A este respecto, Buhalis (1998) estableció un marco teórico donde ponía de manifiesto la dependencia de la demanda y la oferta turísticas de las NITCs, y
cómo estas tecnologías dominan las funciones de producción y consumo, mejorando los procesos intra-organizativos, inter-organizativos y con los consumidores.
Dicho de otra manera, dada la interdependencia entre las distintas compañías que componen el sector turístico: hoteles, transportes, restaurantes, agencias de viajes, etc., los sistemas de información tienen una gran importancia, ya que son un instrumento para mejorar la competitividad, dado su gran valor estratégico. Por ejemplo, se destaca la gran utilidad de los sistemas de información intra organizativos que se encargan de la gestión de la información interna, de los sistemas de información ínter organizativos, que pretenden la interconexión electrónica de diversas organizaciones independientes como centrales globales de reservas y de otros medios de comunicación con el entorno, como es Internet, que se ha convertido en un nuevo canal alternativo de distribución y una forma de hacer publicidad en el sector turístico.
En definitiva, las TICs han contribuido al crecimiento masivo del turismo y al aumento del volumen de la oferta y la demanda. Esto convierte a las TICs en uno de los elementos clave de la industria turística, ya que son el instrumento para la comercialización, la distribución y las funciones de ajuste de las empresas turísticas, a la vez que, permite a los consumidores optimizar el valor de su dinero y tiempo cuando viajan y hacen turismo.
Pero el sector turístico no debe invertir solamente en nuevas TICs, como una herramienta fundamental para mejorar la calidad del servicio prestado, sino también debe promover la implantación de un modelo de gestión con clientes que permita conocer de manera fiable lo que buscan los turistas cuando vienen a España, cuáles son sus prioridades, cómo perciben el valor que es entregado por los diferentes agentes del sector, y cuán efectivas y eficientes están siendo las estrategias de comunicación y de marketing con relación a la satisfacción del turista, su fidelidad y la rentabilidad que este turista implica para el negocio de las empresas del sector.
Sólo con una clara orientación al cliente por parte de todos los agentes que conforman el sector (públicos y privados), y con la implementación de una estrategia de gestión centrada en el valor del mismo, se alcanzarán los niveles de satisfacción y rentabilidad esperados por los turistas y las empresas respectivamente, permitiendo al sector turístico español obtener ventajas competitivas sostenibles a largo plazo.
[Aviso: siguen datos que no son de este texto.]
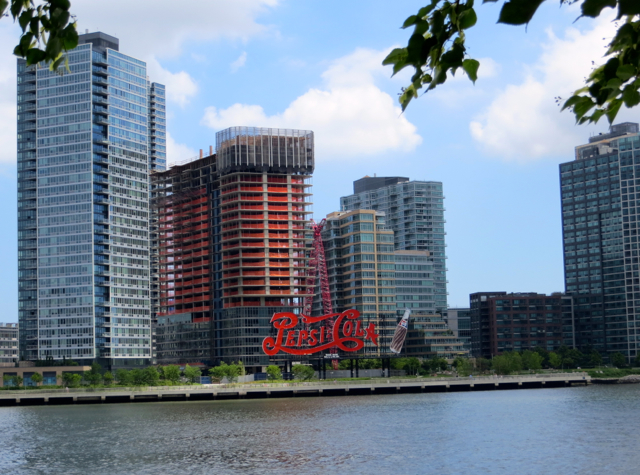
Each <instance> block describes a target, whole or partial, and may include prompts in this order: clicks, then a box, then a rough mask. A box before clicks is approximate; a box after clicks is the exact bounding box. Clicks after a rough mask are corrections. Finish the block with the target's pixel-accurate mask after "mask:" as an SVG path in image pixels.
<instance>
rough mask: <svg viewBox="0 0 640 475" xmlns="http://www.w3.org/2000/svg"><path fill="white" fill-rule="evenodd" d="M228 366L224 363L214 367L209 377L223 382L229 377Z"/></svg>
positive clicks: (209, 375)
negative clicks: (226, 367) (223, 381)
mask: <svg viewBox="0 0 640 475" xmlns="http://www.w3.org/2000/svg"><path fill="white" fill-rule="evenodd" d="M226 366H227V364H226V363H225V362H224V361H222V362H220V364H219V365H218V366H214V367H213V368H211V369H210V370H209V376H211V379H212V380H214V381H217V382H221V381H222V380H223V379H224V378H225V376H226V375H227V370H226ZM269 368H270V366H269ZM269 368H267V373H268V372H269ZM279 369H280V368H278V370H279Z"/></svg>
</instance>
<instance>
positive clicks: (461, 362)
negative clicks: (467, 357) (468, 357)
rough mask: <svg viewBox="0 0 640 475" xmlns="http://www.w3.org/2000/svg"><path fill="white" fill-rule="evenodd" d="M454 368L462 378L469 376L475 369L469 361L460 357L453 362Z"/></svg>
mask: <svg viewBox="0 0 640 475" xmlns="http://www.w3.org/2000/svg"><path fill="white" fill-rule="evenodd" d="M453 366H455V367H456V371H457V372H458V374H459V375H460V376H469V375H470V374H471V371H472V369H473V368H472V366H471V362H470V361H469V359H468V358H462V357H460V356H458V357H457V358H456V359H455V360H453Z"/></svg>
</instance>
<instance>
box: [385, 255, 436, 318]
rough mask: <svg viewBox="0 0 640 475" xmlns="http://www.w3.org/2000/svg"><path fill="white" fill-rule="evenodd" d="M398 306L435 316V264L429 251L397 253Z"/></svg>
mask: <svg viewBox="0 0 640 475" xmlns="http://www.w3.org/2000/svg"><path fill="white" fill-rule="evenodd" d="M395 264H396V266H395V267H396V305H397V308H398V312H399V313H400V314H402V313H403V312H404V309H405V308H408V309H410V310H412V311H414V312H420V313H426V314H428V315H433V314H435V313H436V306H435V279H434V270H433V268H434V264H433V261H432V260H431V255H430V253H429V252H427V251H396V252H395Z"/></svg>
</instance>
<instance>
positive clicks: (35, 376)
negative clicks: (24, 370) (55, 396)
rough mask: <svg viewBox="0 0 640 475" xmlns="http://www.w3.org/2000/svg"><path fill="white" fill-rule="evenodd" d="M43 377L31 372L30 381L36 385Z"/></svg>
mask: <svg viewBox="0 0 640 475" xmlns="http://www.w3.org/2000/svg"><path fill="white" fill-rule="evenodd" d="M43 379H44V378H43V377H42V375H41V374H40V373H33V374H32V375H31V381H33V382H34V383H35V385H36V386H38V385H39V384H40V383H41V382H42V380H43Z"/></svg>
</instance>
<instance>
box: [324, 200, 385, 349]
mask: <svg viewBox="0 0 640 475" xmlns="http://www.w3.org/2000/svg"><path fill="white" fill-rule="evenodd" d="M326 219H327V221H326V224H325V226H324V229H323V231H322V241H323V243H324V248H325V258H326V262H327V273H328V277H329V291H330V294H331V300H332V302H331V304H332V307H333V311H334V312H344V311H345V310H349V309H356V310H358V312H360V315H361V318H362V322H363V326H365V327H366V326H367V325H369V323H375V325H376V328H377V330H378V333H379V334H380V339H379V346H374V345H372V344H371V342H367V344H366V345H365V347H364V349H363V353H364V354H365V355H368V356H382V355H384V354H390V352H389V345H390V344H391V339H392V338H393V332H394V331H395V328H396V325H397V323H398V318H397V312H396V277H395V275H396V272H395V256H394V245H393V231H391V230H390V229H389V228H387V227H386V225H385V216H384V213H380V212H377V211H373V210H354V211H349V212H334V213H331V214H329V215H327V218H326ZM319 296H320V292H319V291H318V292H316V298H315V299H314V304H315V305H314V314H316V315H320V314H321V313H322V305H321V302H320V298H319Z"/></svg>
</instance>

Si bien una estrategia de gestión del valor del cliente es aplicable a cualquier industria y sector, especialmente a aquellos que disponen de gran cantidad de información sobre sus clientes, como es el sector de los servicios (ocio, banca, telecomunicaciones, etc.), el efecto que tiene sobre la cuenta de resultados y en la competitividad de una organización turística puede ser notablemente mayor ya que es un sector que reúne las siguientes circunstancias: el consumo del servicio es continuo en el tiempo; existen grandes diferencias de rentabilidad entre los clientes de un mismo producto o servicio; y el cliente reparte el consumo del producto o servicio entre varios proveedores (Ga de
Madariaga, (3) 2002:10).
Sin embargo, no existen muchas evidencias de que las empresas del sector turístico estén incorporando una filosofía y estrategias de gestión orientada al valor del cliente si observamos las bajas tasas de retención alcanzados por tour-operadores y agencias de viajes. Y en general, el sector turístico en España adolece de sistemas estructurados de información y de gestión que permitan a todos los agentes de la cadena de valor de la industria realizar sus operaciones sobre la base de criterios definidos por el conocimiento de los patrones de comportamiento y del valor de los turistas actuales y potenciales.